Elise Gregg | Editor-in-Chief
The student government has once again become embroiled in controversy over the “Ceasefire Now!” resolution.
Now, it’s died in committee, with the Committee on Rules and Administration voting it down as of Jan. 22 — the only failed resolution among the four reviewed by the committee, according to Senator Dale Brochinsky.
There’s the possibility it’ll be discharged from the committee to the senate by a two-thirds vote from the senate, with CASE senator Daniel Salup-cid saying during the meeting that he would lead efforts to do so.
“If it’s going to be shut down, it should be shut down by good faith arguments,” said Salup-cid during senate forum.
Before the discussion began on “Ceasefire Now!” Grace Sancruzado, third-year political science student, was voted in as an election board member and Natalie Martinez, a political science and international relations senior, was confirmed as executive administrator.
The first reading of the “Standardized Housing Safety Procedures Act”, SR 04 008, was also added to the agenda at the beginning of the meeting by Senator Alex Stone.
“This bill has been a long time in the making,” said Stone, adding that Housing Director Andrew Naylor and FIU Police Chief Alexander Casas were sponsors.
Citing thousands of criminal incidents reported since 2020 on college campuses across the nation, the resolution aims to establish a more integrated relationship between Housing and FIUPD to standardize safety procedures between the two departments.
“In the event of an incident requiring the response of FIUPD, at least one officer shall liaise with designated housing staff on site,” Stone said during the reading.
The resolution would also add an emergency button in the common area and front desk area of every new dorm directly connecting to the FIU PD emergency phone number. This resolution would also include methods of preventing false alarms, like double-tap buttons.
Magnets would also be placed on dorm fridges with an image of the housing facility with “escape routes and all their alternative routes for informational purposes.”
The proposed project would be funded by FIUPD and Housing.
That Monday afternoon, the senate chamber was packed with students, just as it had been only a short time ago in the fall. This time, students both for and against the resolution packed either side of the room, far outnumbering senators in the chambers.
Earlier in the day, Young Democratic Socialists of America at FIU posted about the failure of the resolution to make it through the committee, calling the move by senators “brazenly undemocratic and cowardly.”

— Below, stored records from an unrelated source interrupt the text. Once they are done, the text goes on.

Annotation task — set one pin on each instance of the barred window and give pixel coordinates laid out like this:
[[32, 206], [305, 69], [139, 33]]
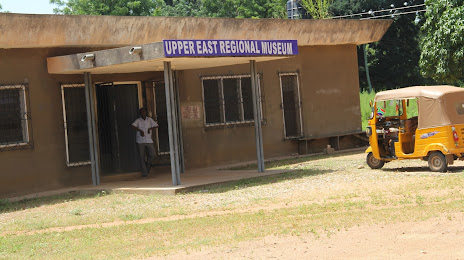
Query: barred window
[[14, 117], [291, 105], [75, 125], [228, 99]]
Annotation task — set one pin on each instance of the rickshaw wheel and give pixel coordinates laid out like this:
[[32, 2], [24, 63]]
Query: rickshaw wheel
[[437, 162], [373, 162]]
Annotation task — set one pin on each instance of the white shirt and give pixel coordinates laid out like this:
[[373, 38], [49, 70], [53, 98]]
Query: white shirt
[[144, 125]]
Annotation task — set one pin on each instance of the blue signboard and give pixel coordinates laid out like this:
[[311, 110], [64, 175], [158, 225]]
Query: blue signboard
[[199, 48]]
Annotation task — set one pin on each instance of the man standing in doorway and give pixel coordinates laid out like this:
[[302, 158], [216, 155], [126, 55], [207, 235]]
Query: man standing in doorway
[[144, 126]]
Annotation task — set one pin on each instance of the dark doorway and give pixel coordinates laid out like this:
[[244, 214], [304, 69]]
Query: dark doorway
[[291, 105], [162, 117], [117, 107]]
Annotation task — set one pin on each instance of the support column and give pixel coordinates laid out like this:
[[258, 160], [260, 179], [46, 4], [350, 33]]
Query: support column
[[257, 115], [180, 141], [92, 130], [172, 123]]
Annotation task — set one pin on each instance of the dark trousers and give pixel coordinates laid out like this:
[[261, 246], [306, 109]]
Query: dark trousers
[[149, 150]]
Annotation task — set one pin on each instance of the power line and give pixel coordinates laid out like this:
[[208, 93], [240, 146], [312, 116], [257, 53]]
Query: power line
[[378, 11], [374, 17]]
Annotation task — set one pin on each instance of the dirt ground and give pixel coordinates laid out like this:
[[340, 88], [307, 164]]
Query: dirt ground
[[437, 238], [432, 239]]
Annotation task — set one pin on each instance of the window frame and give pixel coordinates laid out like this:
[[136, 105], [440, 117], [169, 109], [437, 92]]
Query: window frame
[[222, 100], [300, 105], [68, 163], [26, 132]]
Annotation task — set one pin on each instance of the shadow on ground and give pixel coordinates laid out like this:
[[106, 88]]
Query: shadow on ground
[[263, 180], [451, 169], [285, 162], [10, 206]]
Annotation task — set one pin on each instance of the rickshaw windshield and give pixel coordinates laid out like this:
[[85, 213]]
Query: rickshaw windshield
[[389, 108]]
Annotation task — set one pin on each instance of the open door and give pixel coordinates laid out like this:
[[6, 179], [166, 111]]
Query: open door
[[117, 108]]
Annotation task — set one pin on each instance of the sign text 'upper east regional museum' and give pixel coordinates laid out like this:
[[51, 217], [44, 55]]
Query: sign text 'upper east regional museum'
[[184, 48], [222, 90]]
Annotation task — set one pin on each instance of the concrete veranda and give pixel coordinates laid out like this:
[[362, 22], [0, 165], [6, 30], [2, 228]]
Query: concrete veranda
[[159, 181]]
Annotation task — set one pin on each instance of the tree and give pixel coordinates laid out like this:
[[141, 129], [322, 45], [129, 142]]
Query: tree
[[243, 8], [108, 7], [317, 9], [394, 60], [442, 44]]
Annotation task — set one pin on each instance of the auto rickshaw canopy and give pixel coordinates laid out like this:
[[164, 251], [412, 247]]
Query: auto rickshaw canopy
[[437, 105]]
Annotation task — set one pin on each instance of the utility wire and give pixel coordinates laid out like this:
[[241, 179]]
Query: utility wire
[[379, 11], [374, 17]]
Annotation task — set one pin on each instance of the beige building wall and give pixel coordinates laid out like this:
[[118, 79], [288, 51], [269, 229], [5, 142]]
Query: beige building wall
[[44, 166], [328, 79]]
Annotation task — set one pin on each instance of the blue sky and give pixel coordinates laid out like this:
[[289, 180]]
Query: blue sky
[[28, 6]]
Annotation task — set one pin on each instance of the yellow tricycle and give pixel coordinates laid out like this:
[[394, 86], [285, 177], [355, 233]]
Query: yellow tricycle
[[423, 122]]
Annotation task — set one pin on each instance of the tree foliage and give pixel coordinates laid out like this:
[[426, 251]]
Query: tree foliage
[[442, 55], [317, 9], [394, 60], [108, 7], [205, 8], [244, 8]]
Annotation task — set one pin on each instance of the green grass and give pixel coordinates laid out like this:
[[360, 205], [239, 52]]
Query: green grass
[[228, 214]]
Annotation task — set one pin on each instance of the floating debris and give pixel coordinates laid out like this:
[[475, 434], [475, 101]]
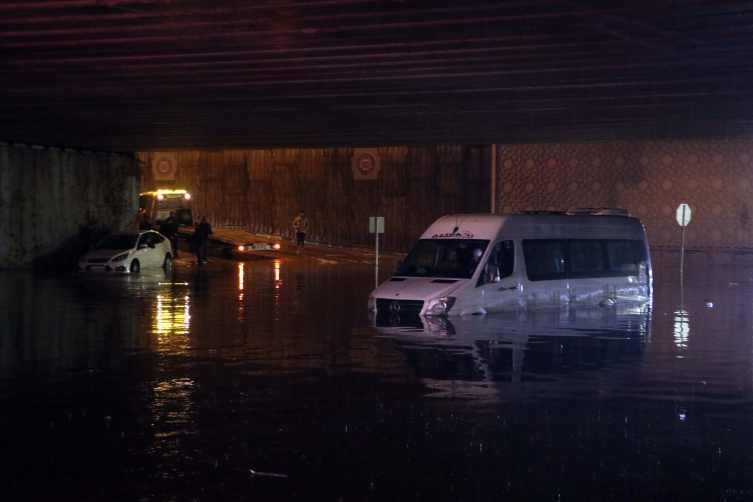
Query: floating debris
[[267, 474]]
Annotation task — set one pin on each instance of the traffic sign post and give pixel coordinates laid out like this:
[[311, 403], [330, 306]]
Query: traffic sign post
[[683, 218], [376, 226]]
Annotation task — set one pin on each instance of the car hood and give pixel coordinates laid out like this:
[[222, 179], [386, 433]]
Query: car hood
[[417, 288], [104, 253]]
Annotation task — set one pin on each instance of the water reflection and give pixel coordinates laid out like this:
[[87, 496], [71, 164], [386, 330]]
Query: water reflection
[[526, 354], [681, 330]]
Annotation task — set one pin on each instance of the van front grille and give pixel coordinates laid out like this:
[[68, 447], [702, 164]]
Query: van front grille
[[400, 307]]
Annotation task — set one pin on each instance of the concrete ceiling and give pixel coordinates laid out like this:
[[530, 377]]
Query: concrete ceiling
[[129, 75]]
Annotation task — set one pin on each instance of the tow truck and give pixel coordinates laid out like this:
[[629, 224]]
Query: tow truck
[[158, 204]]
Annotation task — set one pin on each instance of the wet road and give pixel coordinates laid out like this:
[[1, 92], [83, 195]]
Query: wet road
[[177, 388]]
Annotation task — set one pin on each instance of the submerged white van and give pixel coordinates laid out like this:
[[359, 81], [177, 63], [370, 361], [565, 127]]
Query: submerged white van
[[469, 264]]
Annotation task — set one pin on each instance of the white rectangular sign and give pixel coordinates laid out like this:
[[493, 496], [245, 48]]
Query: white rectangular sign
[[376, 224], [683, 215]]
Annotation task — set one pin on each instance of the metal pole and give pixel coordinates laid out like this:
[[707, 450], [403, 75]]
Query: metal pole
[[682, 249], [376, 268], [494, 178]]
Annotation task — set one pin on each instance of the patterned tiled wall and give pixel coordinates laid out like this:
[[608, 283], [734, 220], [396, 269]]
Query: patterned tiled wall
[[648, 178]]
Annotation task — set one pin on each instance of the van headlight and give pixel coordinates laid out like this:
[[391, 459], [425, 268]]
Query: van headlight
[[440, 306]]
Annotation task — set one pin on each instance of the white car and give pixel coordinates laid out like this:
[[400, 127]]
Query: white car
[[128, 252]]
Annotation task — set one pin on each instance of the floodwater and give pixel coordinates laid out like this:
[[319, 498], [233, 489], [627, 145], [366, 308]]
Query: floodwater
[[267, 380]]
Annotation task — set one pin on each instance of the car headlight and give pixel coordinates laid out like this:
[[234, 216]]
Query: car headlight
[[440, 306]]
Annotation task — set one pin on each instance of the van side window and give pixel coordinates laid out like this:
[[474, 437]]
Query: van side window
[[621, 256], [544, 259], [551, 259], [585, 256], [500, 264]]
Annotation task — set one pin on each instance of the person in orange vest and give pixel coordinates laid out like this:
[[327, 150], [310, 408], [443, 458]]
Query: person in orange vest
[[301, 225]]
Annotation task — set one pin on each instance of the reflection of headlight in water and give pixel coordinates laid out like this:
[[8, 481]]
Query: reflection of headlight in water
[[440, 306]]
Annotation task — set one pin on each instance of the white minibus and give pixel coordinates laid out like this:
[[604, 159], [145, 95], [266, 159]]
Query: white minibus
[[470, 264]]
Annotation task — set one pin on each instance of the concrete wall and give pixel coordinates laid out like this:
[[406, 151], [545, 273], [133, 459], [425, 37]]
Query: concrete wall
[[650, 179], [262, 190], [54, 202]]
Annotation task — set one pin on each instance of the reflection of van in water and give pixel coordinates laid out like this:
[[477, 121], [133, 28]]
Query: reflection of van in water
[[159, 203], [477, 263]]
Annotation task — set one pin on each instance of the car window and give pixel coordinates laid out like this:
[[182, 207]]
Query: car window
[[145, 239], [500, 264], [117, 241]]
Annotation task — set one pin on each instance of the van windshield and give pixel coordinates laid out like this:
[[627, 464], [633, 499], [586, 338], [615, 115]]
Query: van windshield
[[117, 241], [452, 258]]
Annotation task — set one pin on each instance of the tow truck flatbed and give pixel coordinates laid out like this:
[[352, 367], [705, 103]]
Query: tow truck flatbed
[[232, 239]]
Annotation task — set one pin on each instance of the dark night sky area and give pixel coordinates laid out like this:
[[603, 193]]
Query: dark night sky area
[[127, 75]]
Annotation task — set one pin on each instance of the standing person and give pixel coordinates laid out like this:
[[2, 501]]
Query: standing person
[[145, 223], [201, 236], [169, 229], [301, 225]]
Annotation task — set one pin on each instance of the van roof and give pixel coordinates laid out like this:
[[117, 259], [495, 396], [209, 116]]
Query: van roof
[[549, 225]]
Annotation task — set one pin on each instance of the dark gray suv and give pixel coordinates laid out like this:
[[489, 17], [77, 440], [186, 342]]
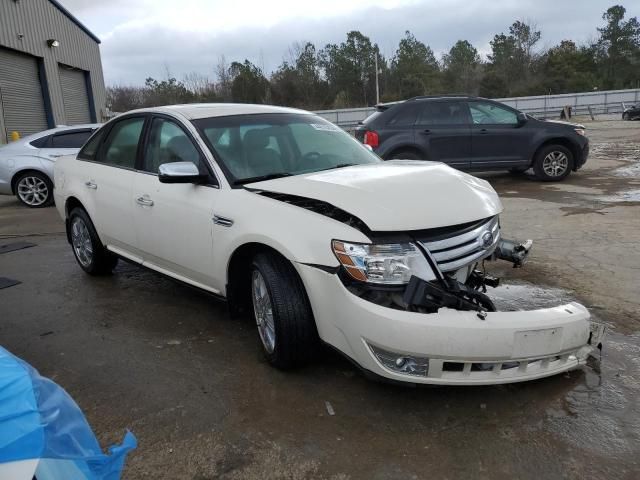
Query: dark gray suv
[[471, 133]]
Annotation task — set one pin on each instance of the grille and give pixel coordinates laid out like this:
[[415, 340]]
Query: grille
[[465, 246]]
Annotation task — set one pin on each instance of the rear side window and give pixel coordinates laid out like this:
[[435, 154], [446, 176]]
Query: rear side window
[[443, 113], [406, 115], [41, 142], [120, 148], [70, 140]]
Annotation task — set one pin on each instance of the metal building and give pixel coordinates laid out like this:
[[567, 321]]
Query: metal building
[[50, 69]]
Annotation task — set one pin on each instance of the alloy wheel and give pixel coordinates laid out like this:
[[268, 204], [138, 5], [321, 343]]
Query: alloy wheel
[[81, 241], [555, 164], [33, 191], [263, 311]]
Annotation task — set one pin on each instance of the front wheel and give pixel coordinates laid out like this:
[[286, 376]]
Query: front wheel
[[282, 312], [91, 255], [34, 189], [553, 163]]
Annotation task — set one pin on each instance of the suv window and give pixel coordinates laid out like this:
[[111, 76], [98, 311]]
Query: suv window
[[121, 145], [73, 139], [168, 143], [492, 114], [443, 113]]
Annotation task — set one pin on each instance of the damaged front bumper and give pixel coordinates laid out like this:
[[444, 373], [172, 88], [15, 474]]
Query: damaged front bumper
[[450, 346]]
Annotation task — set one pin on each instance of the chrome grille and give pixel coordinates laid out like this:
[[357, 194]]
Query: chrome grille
[[459, 249]]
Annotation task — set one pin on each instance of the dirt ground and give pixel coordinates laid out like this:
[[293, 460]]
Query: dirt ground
[[140, 352]]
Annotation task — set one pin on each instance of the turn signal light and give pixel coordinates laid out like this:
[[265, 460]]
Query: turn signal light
[[372, 139]]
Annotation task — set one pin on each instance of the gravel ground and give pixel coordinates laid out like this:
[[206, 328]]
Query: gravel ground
[[140, 352]]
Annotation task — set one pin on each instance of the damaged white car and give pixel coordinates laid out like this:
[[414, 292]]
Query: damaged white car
[[286, 216]]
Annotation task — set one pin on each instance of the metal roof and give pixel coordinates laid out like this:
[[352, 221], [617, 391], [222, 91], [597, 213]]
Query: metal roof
[[70, 16]]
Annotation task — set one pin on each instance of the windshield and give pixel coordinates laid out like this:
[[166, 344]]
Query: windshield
[[256, 147]]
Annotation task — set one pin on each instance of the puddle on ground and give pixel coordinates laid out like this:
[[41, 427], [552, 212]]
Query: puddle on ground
[[601, 413]]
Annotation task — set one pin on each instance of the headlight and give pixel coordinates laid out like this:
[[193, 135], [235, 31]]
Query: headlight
[[385, 264]]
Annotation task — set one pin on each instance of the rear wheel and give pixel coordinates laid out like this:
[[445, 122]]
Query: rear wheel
[[91, 255], [553, 163], [405, 155], [282, 312], [34, 189]]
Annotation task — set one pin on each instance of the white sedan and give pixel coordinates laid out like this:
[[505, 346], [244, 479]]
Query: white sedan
[[26, 165], [288, 218]]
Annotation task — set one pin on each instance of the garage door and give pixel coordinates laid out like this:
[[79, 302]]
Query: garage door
[[74, 96], [21, 94]]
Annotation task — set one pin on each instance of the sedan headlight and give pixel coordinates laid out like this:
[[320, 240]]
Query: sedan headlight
[[384, 264]]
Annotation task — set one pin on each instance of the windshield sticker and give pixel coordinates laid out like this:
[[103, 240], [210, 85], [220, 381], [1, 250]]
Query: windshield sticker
[[323, 127]]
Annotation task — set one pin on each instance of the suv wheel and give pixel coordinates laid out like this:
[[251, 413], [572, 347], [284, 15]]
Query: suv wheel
[[553, 163], [91, 255], [34, 189], [282, 312], [405, 155]]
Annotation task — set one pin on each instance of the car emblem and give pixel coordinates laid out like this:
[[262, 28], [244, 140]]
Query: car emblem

Pride Student Union, a bureau of SGA, reposted it — a move that was contentious, with some members of SGA calling it “inappropriate” as it specifically called out senators by name.
Public forum was limited to 15 speakers, with two minutes and 30 seconds for each person — all the the speaker slots but one were taken by people discussing “Ceasefire Now!”
“FIU students have made it clear they are appalled by the slaughter in Gaza and want to take a stand for Palestinian liberation,” said YDSA member Maria Franzblau.
All fifteen speaking slots were quickly and easily filled during the meeting.
“It’s been a month since the last meeting — where’s SGA? Where’s YDSA?” asked Ishmael Columna, member of Hillel and former SGA senator. “Where are they when we request them?”
“Come to talk to us.”
The resolution is largely symbolic, with students in support of it considering it a crucial step in FIU signaling support for Palestine as well as Middle Eastern students at the university, and those against it considering it extreme in its condemnation of Israel as perpetrating genocide against Palestinians.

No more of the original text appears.